そうしたマスク環境の中で注目されているのが「目元のオシャレ」だ。

一部ではアイシャドウやアイライナーなど、目元を飾るメイクアップの売れ行きが伸びていたという現象もあったが、現在、中国では「瞳」を彩るアイテムが若者、そして資本家からの熱視線を浴びているという。

9月は中国で高まる「瞳のオシャレ」を、クチコミ分析などを用いつつ眺めていくことにしよう。

市場は徐々に拡大傾向 人気ブランドの参入も

中国では今、「美瞳(mei tong)」ニーズがZ世代を中心に高まっている。

美瞳とは読んで字のごとく、「瞳」を美しく見せること。すなわち瞳の色を変えたり、大きく見せたりするカラーコンタクトレンズの事。

現在中国ではカラーコンタクトレンズ市場が消費者、投資家双方からの注目を集めている。

 

人気を示す現象の1つが、日本の中国事業界隈でもよく知られた「完美日記(PerfectDiary)」のカラーコンタクトレンズ市場への本格参入だろう。

 

すでに中国国産メイクアップブランドとしてその地位を確たるものとした同ブランドが、ついなるターゲットとして選んだのがカラーコンタクトレンズ市場だったというのは、決して思い付きなどではなく、そのニーズを読んだものだったと考えられる。

 

市場全体を俯瞰できるデータは決して多くは無いのだが、わずかに中国のシンクタンク智研諮詢が美瞳市場の市場規模および予測値を算出している。

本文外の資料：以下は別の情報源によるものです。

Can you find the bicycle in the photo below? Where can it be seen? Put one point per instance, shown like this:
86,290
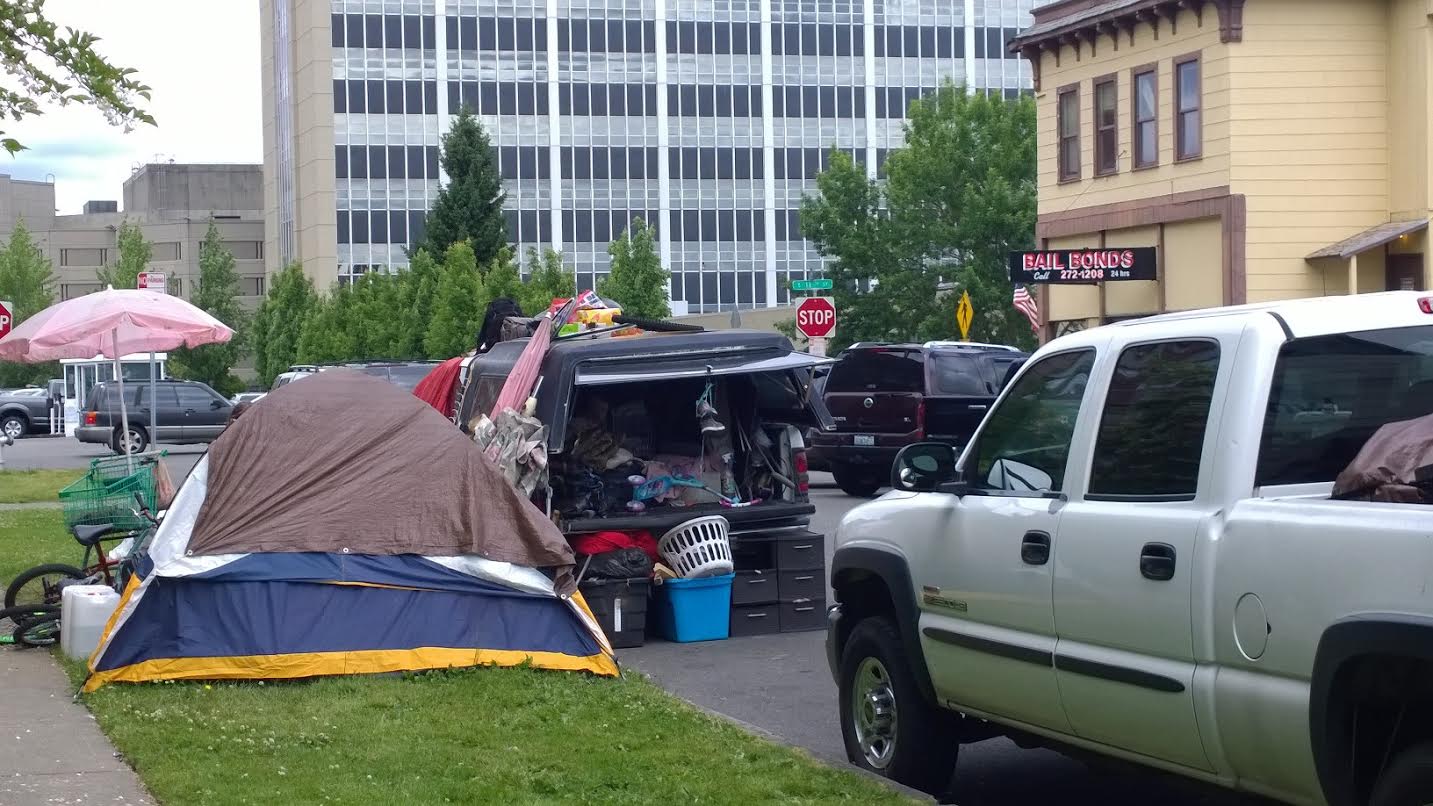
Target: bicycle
36,608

【グラフ】美瞳市場の市場規模とその予測値の推移(単位:億元)

出所:智研諮詢(https://www.chyxx.com/industry/202011/907789.html)

このデータによると2015年には約7億元余りであった美瞳市場も、少しずつ成長を続け、2020年には17.5億元、さらに2026年ごろには約35億元にまで達するとの予想がなされている。

コンタクトレンズには1日用から1ヶ月、半年、1年用などの違いがあるが、平均単価としては100~200元程度である。

その単価の商品で年間17億元は、比較的多くの数が流通していると考えることができる。そしてそれは年々増加傾向にあるのである。

資本が集まる中国美瞳カラコン市場

今年2月には中国国内の設立わずか3年程度のスタートアップMoodyが「ラウンドB」および「B+」、総額3.8億元の資金調達を行っている。

 

同ブランドの天猫旗艦店を見てみると「人気断貨王(売り切れ王)」というキャッチコピーとともに、非常に異なる商品シリーズ、かつシリーズごと複数の色を持ったカラーコンタクトレンズが並んでおり、Z世代が求める「より自身に合った色」を選ぶことが可能となっている。

コンタクトレンズだけでなく「ヒアルロン酸入り保湿点眼液」など、目の渇きに悩む女性向けケア商品なども販売されており、まさに「瞳の総合ケア」というメッセージを発信している。